After moving back to Summerville with my parents, I went to work with my stepfather. I went out "partying" a good bit while I was down there. At the time, I didn't realize exactly how bad I was coping with things. I was drinking more than usual and my temper was getting worse. Even I didn't recognize that at the time. Law enforcement was still in my blood and I felt like I had been gone long enough so I decided to go try to get my job back. The chief at the time told me that if I wanted my job back all I had to do was ask. So, I asked, and was rehired.
July 14th, 1999 was my first day back on patrol and I felt like I was handling everything mentally. Of course, I still wasn't attending church and hadn't even thought about it at all. Over the next couple of years working on the "line" I became much more coarse and my range of emotions was not normal. I didn't see any of that at the time though. Things that would make someone cry or cause a great deal of sadness didn't have that same affect on me anymore. All I knew was anger. There were several things that happened while I was working between when I came back to work, and around 2001 that bothered me and stuck with me without me even realizing it. There were incidents involving children being shot and sometimes killed, children abused in other ways, elderly adults being abused, and many other disturbing calls. There were so many things that happened that fueled my anger without me even realizing it. I was a very bitter person to deal with most of the time with the exception of a few people that I trusted.

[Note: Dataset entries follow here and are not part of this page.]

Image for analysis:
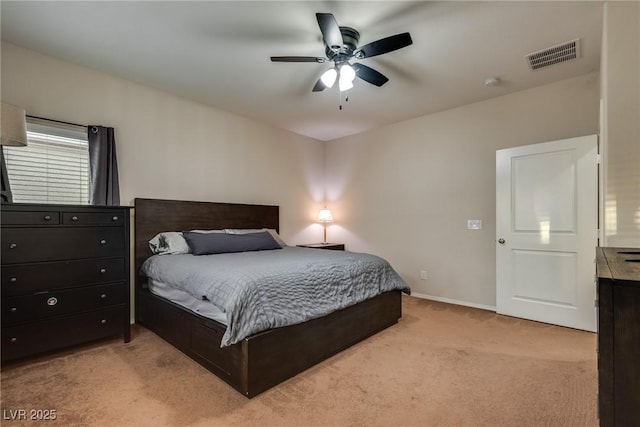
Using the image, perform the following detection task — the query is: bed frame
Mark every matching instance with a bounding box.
[135,199,402,398]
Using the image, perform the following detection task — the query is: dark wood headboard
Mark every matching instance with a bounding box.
[134,199,280,277]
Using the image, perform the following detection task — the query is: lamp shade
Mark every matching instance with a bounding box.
[0,102,27,145]
[318,208,333,222]
[320,68,338,88]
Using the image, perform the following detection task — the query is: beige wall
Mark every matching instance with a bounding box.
[601,2,640,247]
[1,42,323,243]
[325,73,599,307]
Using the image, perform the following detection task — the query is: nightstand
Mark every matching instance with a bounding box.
[297,243,344,251]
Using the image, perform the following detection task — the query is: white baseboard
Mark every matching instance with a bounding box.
[411,292,496,311]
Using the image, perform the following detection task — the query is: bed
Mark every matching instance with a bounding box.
[134,198,402,398]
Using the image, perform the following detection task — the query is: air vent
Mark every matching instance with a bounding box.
[525,39,580,71]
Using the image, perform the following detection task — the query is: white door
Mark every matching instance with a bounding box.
[496,135,598,332]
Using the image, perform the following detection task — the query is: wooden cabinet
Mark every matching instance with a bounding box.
[597,248,640,427]
[298,243,344,251]
[0,204,131,363]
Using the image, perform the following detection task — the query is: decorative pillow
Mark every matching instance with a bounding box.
[224,228,287,248]
[149,230,224,255]
[182,231,281,255]
[149,231,191,255]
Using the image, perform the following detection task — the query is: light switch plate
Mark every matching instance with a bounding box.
[467,219,482,230]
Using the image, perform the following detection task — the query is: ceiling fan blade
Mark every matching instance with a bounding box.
[271,56,327,62]
[312,79,327,92]
[316,13,344,50]
[351,64,389,87]
[353,33,413,59]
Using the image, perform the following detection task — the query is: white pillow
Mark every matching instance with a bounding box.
[149,230,224,255]
[149,231,191,255]
[224,228,287,248]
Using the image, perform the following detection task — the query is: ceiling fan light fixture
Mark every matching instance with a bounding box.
[340,64,356,82]
[338,79,353,92]
[320,68,338,88]
[338,64,356,92]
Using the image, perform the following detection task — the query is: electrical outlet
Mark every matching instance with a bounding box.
[467,219,482,230]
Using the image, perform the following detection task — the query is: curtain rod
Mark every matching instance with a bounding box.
[26,114,89,128]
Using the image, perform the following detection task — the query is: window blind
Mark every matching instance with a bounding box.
[3,118,89,204]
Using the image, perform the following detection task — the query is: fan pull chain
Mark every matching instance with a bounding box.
[338,91,349,111]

In 2001, a new chief took over the department and that summer I was promoted to detective. Initially, I was assigned to property crimes. That year I was pretty depressed around Christmas and in fact took the week off. That week I stayed inside with no contact from anyone. I refused to answer the phone and did not leave the house. I began to notice even more anger and began to dwell more on the suicides in my mind but I didn't really talk to anyone about it. In April, 2002, I began dating the woman that I would marry. As we grew closer, I would share more with her but not all of it or at least not much about how I was feeling at the time.
Also in 2002 (not sure what month), I was notified that I was to attend a post-traumatic stress course given in Columbia because of my previous events with the suicides. By this time, I had stopped having dreams and such about the events. I had tucked all of it away somewhere so I didn't have to think about it. This was not to say that I had dealt with it but simply hid it. I attended this class and the different exercises we had to perform really brought everything back to the surface. One of the doctors in the class insisted that the program worked for me but I was telling him that I felt much more stress and anxiety at the end of the course. He insisted I was better so back to the department I went carrying out my duties.
I did tell my girlfriend (now wife) that I didn't feel like that class helped and it brought me more stress. January and February were difficult months for me in 2003 because I thought about the suicides more since they occurred in February. The holidays were difficult too.
In February 2003 I proposed to my girlfriend and she agreed to marry me. We were married in May 2003 and started our new life together. I was very happy (and shocked she said "yes") about getting married and felt like this was my chance to start over but I still had yet to turn to God.
The next post will go into my marriage and being in and out of church over a period of years. God really started trying to move in me during this time.
Psalms 94:12-14 (NIV)
12 Blessed is the man you discipline, O LORD, the man you teach from your law; 13 you grant him relief from days of trouble, till a pit is dug for the wicked. 14 For the LORD will not reject his people; he will never forsake his inheritance.